The positive experiences at the REACH clinic created great expectations about mainstream care. The REACH integrated model connected refugees with real-time access to care through a well-coordinated program. However, this may have complicated the transition to mainstream care, where the fee-for-service model dictates a different care delivery and may disenfranchise the most vulnerable groups from appropriate quality care [15]. From the perspective of community physicians, many challenges exist at the systemic and individual levels that prevent physicians from optimizing refugee care within the community. Physicians’ challenges include communication and cultural barriers, shortage of health care providers and services, and refugees’ medical background [30, 31]. When considering the many factors reported by the respondents that affect refugee transition to mainstream care, specialized clinics should ensure that conditions to successfully move to a community physician are met [32]. The “Beacon Model” [33] funded by Nova Scotia Health focuses on assessing refugees’ readiness level for transition to care in the community and supports capacity building activities for community providers, primary care physicians and provincial partners. This “Beacon Model” provides refugees with the support to access community providers, and to become more autonomous. As reported by Lane et al., refugees’ capacity for resourcefulness and self-reliance occurs when the right conditions are met [6]. Subsequent to this evaluation, the REACH clinic is working on improving refugees’ health literacy and knowledge about the health care system, as well as a transition model based on patients’ readiness rather than just time in the program.

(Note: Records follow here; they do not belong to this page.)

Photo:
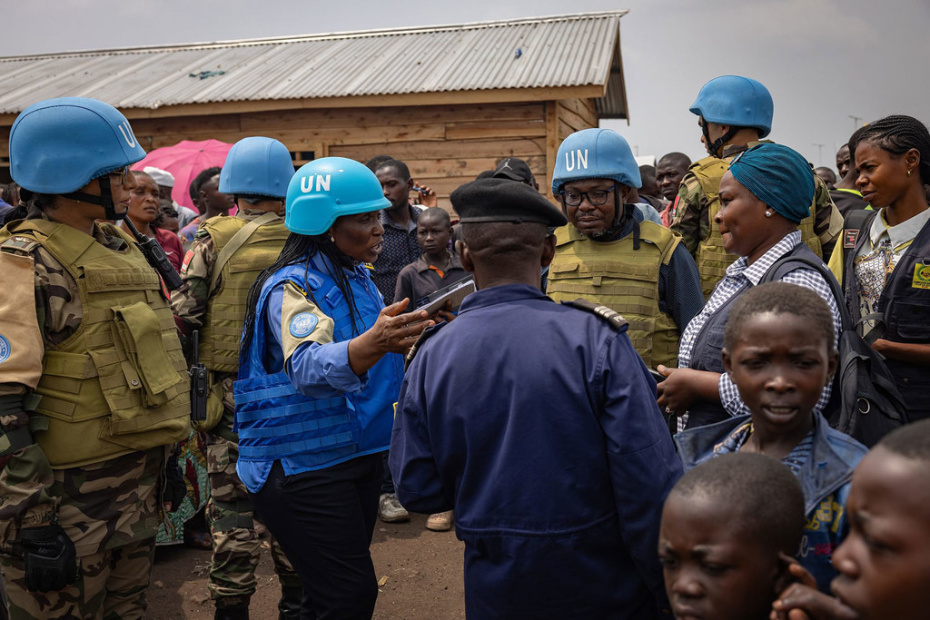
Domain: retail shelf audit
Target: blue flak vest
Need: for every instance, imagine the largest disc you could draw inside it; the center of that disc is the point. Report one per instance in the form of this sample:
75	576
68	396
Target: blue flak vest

Reliance on volunteers to help with interpretation when completing questionnaires and interviews may have biased some of the participants’ answers. Selection bias based on clinic access and program adherence may have also limited our findings. We used a self-reported questionnaire to capture refugees’ views and perspectives; however, biases arising from self-reporting, such as social desirability and selective recall, may have limited our interpretation of the results. Some husbands were also present when their wives were a respondent. However, access to interpreters allowed the inclusion of a diversity of respondents, such as those with little formal education.

With such diverse cultural and linguistic population residing in Saskatoon and across Canada, a more robust, innovative, and publicly funded service delivery model that includes healthcare navigators would provide additional support to accompany refugees and their families as they join mainstream care. Specialized refugee clinics should increase their collaboration with settlement agencies to augment the likelihood of successful transitions, which would include health literacy education and an assessment of patient’s readiness to move to community care. However, these steps require upstream funding and more extensive government partnerships. Similarly, community physicians require ongoing support, including funded interpretation services. Providing practising physicians with more robust support through Continuing Medical Education opportunities would increase the uptake of current practice guidelines in enhancing communication and delivering personalized, culturally safe care to refugees.

New Contribution to the Literature

This study attempted to give voice to refugees about their perceptions of care and self-reported health outcomes while being provided an integrated model of care. Findings also highlighted that moving from such protected care setting to community-based care were met with a variety of reactions and emotions depending on preparedness factors such as familiarity with the healthcare system and linguistic concordance. Targeted funding for cultural navigators, easy access to interpretation and culturally safe training for health care professionals are three key recommendations that warrant further research.